With an estimated population of 377 million and an annual exponential growth rate (AEGR) of 2.76% (2001-2011), urban India is in the midst of a major churn.
India’s urban growth is largely concentrated in large cities. The number of cities with a population exceeding one million has increased from 35 in 2001 to 53 in 2011, accounting for 43% of India’s urban population and is expected to be 87 by 2030. Such growth projections warrant the need for development of extensive urban infrastructure in prominent urban centres in India.
According to the fifth edition of the Annual Survey of India’s City-Systems (ASICS) 2017 conducted by Janaagraha Centre for Citizenship and Democracy, a Bengaluru-based non-profit organisation, lack of a modern contemporary framework of spatial planning of cities and design standards for public utilities such as roads, footpaths, bus stops and other underground utilities such as water and sewerage networks is one of the primary problems in Indian cities. Weak finances, both in terms of financial sustainability and financial accountability of cities, have also been identified as a major drawback. The report also highlights weak human resource management, fragmentation of governance across municipalities, parastatal agencies and state departments and low citizen participation as the other important drawbacks of Indian city systems.
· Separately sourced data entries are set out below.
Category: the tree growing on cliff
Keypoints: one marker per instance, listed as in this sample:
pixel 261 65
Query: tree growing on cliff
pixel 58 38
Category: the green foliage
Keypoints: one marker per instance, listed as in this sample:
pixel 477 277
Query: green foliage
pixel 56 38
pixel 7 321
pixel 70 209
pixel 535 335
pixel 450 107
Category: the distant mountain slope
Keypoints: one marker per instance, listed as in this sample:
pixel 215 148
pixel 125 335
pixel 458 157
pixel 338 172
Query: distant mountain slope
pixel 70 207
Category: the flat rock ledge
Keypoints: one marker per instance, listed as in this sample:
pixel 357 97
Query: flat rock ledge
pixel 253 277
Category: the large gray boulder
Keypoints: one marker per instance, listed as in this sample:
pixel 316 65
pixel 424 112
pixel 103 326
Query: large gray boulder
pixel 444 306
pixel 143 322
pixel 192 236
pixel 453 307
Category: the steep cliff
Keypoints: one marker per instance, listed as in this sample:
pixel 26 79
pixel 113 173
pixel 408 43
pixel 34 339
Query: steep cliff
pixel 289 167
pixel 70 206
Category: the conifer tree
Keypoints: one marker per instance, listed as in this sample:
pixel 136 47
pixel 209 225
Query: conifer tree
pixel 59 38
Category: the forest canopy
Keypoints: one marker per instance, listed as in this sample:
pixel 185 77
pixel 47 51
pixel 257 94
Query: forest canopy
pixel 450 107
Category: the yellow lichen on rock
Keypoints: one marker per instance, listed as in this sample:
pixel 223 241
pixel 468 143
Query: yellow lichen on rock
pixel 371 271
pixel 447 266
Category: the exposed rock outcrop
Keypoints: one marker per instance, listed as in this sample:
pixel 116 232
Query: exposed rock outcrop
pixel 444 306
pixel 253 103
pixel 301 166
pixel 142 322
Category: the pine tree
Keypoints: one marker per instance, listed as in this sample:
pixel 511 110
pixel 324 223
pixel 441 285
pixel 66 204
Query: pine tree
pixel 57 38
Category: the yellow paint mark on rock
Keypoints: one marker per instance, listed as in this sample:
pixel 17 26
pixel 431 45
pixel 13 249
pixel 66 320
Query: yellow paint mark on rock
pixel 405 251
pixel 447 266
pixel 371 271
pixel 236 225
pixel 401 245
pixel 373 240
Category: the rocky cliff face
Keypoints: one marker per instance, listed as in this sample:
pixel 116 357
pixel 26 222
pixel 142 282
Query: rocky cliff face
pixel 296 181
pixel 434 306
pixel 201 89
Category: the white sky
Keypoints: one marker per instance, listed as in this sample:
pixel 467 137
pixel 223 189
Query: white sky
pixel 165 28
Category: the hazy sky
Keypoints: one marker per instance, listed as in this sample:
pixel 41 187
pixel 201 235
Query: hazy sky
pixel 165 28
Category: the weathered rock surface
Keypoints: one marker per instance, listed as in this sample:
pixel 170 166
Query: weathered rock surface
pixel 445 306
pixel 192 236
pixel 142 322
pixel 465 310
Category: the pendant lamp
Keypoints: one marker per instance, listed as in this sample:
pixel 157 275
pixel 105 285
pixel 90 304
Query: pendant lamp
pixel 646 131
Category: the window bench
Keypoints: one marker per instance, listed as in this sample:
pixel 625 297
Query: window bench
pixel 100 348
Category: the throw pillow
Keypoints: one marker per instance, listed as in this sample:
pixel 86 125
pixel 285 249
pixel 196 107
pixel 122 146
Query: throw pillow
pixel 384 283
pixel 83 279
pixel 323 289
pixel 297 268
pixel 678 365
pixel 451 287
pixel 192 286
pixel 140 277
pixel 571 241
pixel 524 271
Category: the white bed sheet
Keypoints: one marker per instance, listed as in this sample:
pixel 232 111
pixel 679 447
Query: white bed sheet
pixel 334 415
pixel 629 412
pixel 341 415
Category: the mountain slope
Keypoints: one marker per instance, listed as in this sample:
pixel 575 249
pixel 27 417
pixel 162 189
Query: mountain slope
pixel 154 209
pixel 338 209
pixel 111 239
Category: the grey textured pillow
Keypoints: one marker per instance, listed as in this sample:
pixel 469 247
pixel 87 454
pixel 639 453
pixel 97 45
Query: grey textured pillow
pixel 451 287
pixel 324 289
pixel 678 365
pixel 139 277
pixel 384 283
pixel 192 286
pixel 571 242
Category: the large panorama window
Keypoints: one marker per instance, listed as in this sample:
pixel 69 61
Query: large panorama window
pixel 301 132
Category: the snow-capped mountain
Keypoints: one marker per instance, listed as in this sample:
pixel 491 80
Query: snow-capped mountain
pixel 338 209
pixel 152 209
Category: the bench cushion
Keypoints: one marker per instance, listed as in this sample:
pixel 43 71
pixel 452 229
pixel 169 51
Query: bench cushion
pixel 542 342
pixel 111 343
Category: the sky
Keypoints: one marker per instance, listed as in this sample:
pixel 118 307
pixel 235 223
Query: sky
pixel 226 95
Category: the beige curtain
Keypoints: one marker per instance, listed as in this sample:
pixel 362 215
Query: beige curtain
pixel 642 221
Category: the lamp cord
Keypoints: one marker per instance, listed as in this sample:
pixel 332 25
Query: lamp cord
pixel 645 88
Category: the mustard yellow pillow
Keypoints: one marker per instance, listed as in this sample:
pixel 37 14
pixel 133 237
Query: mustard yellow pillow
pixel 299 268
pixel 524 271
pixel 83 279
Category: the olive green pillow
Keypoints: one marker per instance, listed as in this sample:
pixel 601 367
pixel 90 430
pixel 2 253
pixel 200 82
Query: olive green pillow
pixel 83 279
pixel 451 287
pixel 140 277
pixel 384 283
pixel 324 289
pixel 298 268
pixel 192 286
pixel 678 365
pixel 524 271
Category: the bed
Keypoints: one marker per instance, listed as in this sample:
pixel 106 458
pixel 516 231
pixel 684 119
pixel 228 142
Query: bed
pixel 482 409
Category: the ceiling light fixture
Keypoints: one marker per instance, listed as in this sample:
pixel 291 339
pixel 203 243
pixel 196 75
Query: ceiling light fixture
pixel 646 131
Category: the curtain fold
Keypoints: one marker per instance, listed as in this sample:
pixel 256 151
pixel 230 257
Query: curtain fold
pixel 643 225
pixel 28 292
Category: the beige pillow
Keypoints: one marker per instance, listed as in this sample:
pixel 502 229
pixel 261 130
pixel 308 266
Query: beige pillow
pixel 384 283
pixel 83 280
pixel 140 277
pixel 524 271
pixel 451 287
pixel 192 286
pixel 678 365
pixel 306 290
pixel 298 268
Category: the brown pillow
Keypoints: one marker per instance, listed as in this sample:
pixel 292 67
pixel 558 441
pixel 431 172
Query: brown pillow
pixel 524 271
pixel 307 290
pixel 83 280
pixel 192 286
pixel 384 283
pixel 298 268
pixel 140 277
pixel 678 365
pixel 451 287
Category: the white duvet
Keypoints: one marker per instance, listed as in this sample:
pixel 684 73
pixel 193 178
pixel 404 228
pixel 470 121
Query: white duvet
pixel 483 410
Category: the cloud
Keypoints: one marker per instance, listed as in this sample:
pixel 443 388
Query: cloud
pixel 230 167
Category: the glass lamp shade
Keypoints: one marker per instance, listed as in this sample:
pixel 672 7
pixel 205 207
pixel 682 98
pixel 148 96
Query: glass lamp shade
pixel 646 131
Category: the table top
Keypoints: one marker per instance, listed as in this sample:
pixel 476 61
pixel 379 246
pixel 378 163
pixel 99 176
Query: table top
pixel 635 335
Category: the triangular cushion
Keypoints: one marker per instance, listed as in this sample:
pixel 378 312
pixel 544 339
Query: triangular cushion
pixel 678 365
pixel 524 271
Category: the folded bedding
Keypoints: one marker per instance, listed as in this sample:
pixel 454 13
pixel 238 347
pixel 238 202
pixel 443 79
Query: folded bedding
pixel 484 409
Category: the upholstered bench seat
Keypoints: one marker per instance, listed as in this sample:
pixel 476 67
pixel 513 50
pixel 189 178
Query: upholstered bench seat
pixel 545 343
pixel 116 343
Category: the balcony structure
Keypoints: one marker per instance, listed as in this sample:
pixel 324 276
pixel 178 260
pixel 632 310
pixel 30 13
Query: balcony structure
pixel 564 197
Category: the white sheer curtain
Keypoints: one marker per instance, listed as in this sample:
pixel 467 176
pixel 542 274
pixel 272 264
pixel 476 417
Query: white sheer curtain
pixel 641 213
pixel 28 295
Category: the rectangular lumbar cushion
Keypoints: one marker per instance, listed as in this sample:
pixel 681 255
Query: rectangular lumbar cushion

The inventory pile-up in India’s top 30 cities is at an all-time high of 12.76 lakh units due to weak market trends. Additionally, the private sector has been forced to constrict their role in urban infrastructure development following RERA, GST and demonetisation. An important part of urban infrastructure is affordable housing. The public sector must take initiative in building affordable housing projects and price them accordingly. Registration fees for affordable housing may be reduced to encourage buyers.
According to the background note titled, ‘The Financing of Urban Infrastructure Issues and Challenges’ for a seminar on urban development organised jointly by Ministry of Finance, Government of India, ASSOCHAM and Research and Development System for Developing Countries in 2018, “India will need to invest Rs. 39.2 lakh crore to eliminate the current infrastructure deficit and meet the infrastructure needs of the incremental urban population over a period of 20 years.”
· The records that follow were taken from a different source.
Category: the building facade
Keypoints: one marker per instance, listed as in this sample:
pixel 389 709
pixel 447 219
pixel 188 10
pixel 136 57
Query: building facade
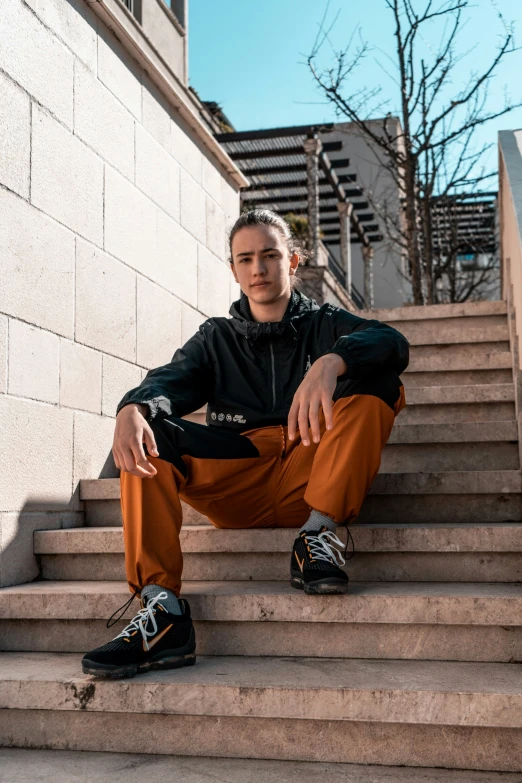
pixel 115 201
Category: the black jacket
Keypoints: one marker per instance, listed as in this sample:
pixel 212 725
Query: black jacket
pixel 248 372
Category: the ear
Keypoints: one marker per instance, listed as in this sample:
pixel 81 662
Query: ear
pixel 233 271
pixel 294 263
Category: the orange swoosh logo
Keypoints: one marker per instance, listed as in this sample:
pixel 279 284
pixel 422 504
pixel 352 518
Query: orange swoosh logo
pixel 156 639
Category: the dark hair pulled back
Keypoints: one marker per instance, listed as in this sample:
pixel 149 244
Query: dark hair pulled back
pixel 266 217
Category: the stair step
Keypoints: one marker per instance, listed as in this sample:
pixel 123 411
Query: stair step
pixel 453 413
pixel 443 395
pixel 218 705
pixel 423 313
pixel 62 766
pixel 460 432
pixel 456 377
pixel 434 537
pixel 458 496
pixel 447 482
pixel 384 553
pixel 439 362
pixel 438 621
pixel 451 332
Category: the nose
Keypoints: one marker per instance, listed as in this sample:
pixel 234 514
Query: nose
pixel 258 268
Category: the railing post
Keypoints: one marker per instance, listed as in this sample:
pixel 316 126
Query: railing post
pixel 368 275
pixel 345 212
pixel 312 149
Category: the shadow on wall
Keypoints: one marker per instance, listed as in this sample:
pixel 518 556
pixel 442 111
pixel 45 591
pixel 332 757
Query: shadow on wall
pixel 18 563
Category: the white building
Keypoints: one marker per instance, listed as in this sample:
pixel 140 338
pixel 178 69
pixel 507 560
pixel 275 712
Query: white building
pixel 115 199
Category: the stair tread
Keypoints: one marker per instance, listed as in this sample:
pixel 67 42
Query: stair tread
pixel 455 432
pixel 443 482
pixel 461 393
pixel 426 313
pixel 452 603
pixel 413 537
pixel 435 692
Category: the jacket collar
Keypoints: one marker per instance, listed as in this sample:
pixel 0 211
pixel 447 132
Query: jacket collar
pixel 298 307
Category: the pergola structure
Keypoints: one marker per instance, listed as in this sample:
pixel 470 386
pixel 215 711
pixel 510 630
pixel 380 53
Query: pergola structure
pixel 465 222
pixel 290 171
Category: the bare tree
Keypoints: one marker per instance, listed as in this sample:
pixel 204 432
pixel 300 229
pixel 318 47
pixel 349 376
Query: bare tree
pixel 429 152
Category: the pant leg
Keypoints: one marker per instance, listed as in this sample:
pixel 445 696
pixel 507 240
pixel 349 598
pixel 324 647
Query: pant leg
pixel 334 475
pixel 223 474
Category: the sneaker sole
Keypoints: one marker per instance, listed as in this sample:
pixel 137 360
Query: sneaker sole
pixel 321 587
pixel 116 672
Financing urban infrastructure
A large part of urban infrastructure development takes place at the sub-state, municipal level. Budgetary provisions are combined from centre and state level allocations. An important feature of the recent spending levels is a rise in the central government provision for urban development and a fall in the share of the municipalitiesʼ own resources.
The Constitution of India does not lay down the revenue base for municipalities. The power to determine their revenue base rests with the state government. An important feature of financial transfers to municipalities in India is its discretionary nature. Unlike the constitutional provision that lays down the revenue sharing arrangement between the central government and states, there exists no statutory provision in state municipal laws that define the conditions under which transfers should take place from the states to the municipalities. Additionally, absence of autonomy in matters relating to tax rate setting is another problem. Over the 2007-08 to 2012-13 period, the size of the municipal sector registered a decline in the share of ‘own resources’.
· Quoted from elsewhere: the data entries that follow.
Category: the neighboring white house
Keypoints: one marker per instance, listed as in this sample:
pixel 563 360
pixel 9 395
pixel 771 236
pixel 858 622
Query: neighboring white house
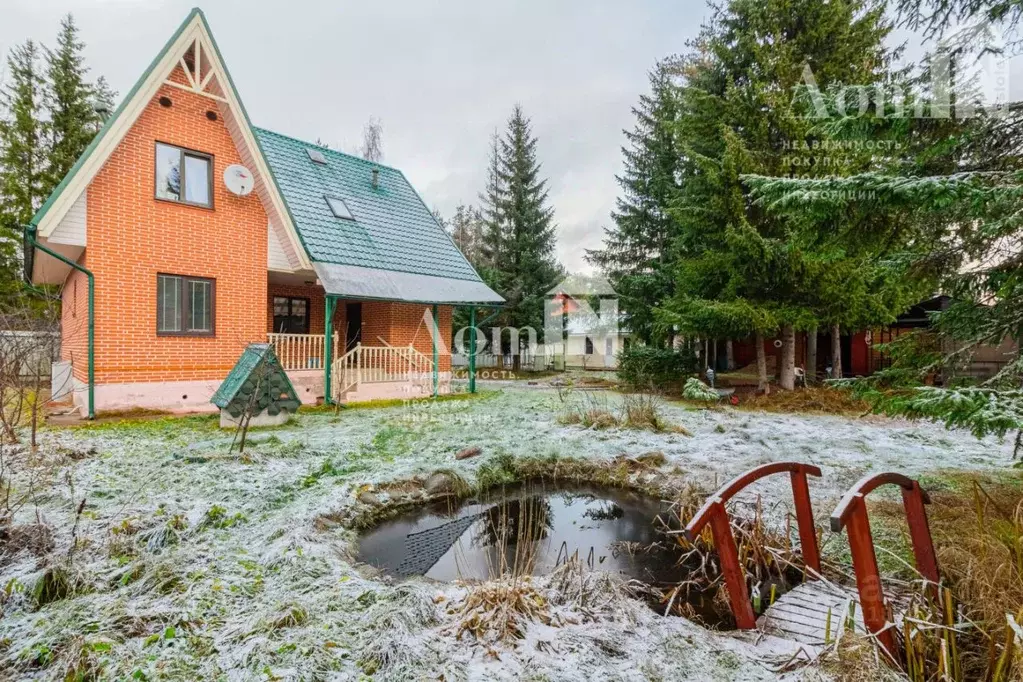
pixel 590 348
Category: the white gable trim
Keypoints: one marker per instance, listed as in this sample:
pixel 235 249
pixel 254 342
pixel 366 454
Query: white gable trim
pixel 193 34
pixel 276 257
pixel 72 229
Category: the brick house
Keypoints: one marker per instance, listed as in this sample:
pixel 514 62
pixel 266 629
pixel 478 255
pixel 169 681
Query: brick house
pixel 199 233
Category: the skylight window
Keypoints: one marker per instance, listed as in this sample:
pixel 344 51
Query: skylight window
pixel 339 208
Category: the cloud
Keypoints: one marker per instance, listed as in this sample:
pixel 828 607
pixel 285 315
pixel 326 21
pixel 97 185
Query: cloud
pixel 440 76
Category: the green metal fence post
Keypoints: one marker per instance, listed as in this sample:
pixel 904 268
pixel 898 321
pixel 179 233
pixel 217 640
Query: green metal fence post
pixel 329 303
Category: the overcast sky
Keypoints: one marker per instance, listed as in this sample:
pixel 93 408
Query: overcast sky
pixel 441 76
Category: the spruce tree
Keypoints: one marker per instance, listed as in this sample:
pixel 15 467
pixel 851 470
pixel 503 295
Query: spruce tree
pixel 636 252
pixel 954 185
pixel 23 157
pixel 466 231
pixel 521 223
pixel 742 270
pixel 71 101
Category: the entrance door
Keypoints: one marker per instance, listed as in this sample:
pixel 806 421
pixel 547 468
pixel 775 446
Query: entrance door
pixel 353 328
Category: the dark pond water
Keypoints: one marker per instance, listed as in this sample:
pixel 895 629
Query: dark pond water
pixel 532 527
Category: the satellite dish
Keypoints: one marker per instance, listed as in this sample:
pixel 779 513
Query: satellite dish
pixel 238 180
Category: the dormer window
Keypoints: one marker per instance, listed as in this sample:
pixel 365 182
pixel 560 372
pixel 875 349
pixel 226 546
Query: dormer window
pixel 184 176
pixel 339 208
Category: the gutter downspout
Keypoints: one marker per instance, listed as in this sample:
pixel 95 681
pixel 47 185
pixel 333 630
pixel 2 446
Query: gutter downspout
pixel 329 303
pixel 30 236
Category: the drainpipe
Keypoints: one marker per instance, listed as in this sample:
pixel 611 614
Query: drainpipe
pixel 330 303
pixel 437 331
pixel 30 235
pixel 472 350
pixel 472 345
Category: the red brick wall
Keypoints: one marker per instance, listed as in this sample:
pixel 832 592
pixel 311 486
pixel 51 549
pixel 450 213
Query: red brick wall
pixel 397 323
pixel 132 236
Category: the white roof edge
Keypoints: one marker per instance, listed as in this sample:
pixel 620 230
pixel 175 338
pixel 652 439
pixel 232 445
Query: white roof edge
pixel 371 283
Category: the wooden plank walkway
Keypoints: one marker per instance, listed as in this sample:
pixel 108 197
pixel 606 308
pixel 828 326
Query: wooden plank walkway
pixel 802 614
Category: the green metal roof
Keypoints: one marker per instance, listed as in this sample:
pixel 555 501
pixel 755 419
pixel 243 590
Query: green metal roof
pixel 393 228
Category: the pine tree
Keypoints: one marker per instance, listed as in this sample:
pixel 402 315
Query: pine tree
pixel 742 270
pixel 636 252
pixel 466 231
pixel 72 101
pixel 521 223
pixel 954 187
pixel 494 221
pixel 372 141
pixel 23 158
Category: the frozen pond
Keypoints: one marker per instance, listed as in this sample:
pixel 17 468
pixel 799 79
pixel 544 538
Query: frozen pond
pixel 529 529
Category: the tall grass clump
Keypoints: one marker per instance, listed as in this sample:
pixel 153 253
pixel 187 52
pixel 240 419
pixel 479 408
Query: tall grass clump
pixel 969 629
pixel 499 608
pixel 636 411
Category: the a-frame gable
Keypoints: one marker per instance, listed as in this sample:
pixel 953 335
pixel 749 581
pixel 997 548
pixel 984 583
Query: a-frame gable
pixel 191 53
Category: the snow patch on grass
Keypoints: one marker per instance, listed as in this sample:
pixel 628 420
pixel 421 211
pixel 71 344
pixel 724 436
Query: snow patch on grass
pixel 199 564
Debt financing is yet to take off in urban infrastructure development. Commercial banks have not considered urban infrastructure as one of their priority sectors. The participation of non-banking financial companies (NBFCs) also remains limited.
Municipal bonds have emerged as another source of financing urban infrastructure. These took off in 1997. The mode of financing has also achieved limited success. Public-private partnership (PPP) has emerged as another important mode of financing urban infrastructure development. This model has seen some success. New Town - a planned township on the eastern fringes of Kolkata - had successfully used this model for creation of urban infrastructure.
According to domain experts, authorities need to secure a flow of financing from institutional investors by eliminating regulatory impediments, reviewing risk characteristics and developing adequate responses and also by looking to promote credit enhancement. Fiscal empowerment of municipal governments needs to be focused upon. Additionally, land can be seen as a source of financing urban development. China has used land leasing to finance its urban infrastructure. A number of land-based instruments such as development charges, betterment levis, land monetisation and tax increment can be used for raising resources and using them for infrastructure development.
The Smart Cities Mission was formally launched in 2015 with an aim of creating 100 smart cities. Over the next two years, 100 cities were selected for central grants. Critics claim that these cities were selected in an arbitrary manner. Progress in implementing the mission has been slow – as on March 31, 2018, the funds released by the government has been only Rs. 10459.2 crore - which is a small fraction of the amountthat had been earmarked. Additionally, according to analysis by the Centre for Policy Research, small slices of land benefiting small fractions of the population in the selected cities are set to claim around 80% of the total funding under the Smart City Mission.
The Atal Mission for Rejuvenation and Urban Transformation (AMRUT) is a PPP model scheme that aims to benefit 500 towns by providing access to tapped clean drinking water, increase the amenity value of the towns by developing greenery and well maintained open spaces and reduce pollution by switching to public transport or constructing facilities for non-motorised transport. The impact of this scheme is yet to be perceived and with the current market situation, private investment might be difficult to come by. The Pradhan Mantri Awas Yojana has met with limited success and has been able to provide rehabilitation to a portion of slum dwellers in Indian cities.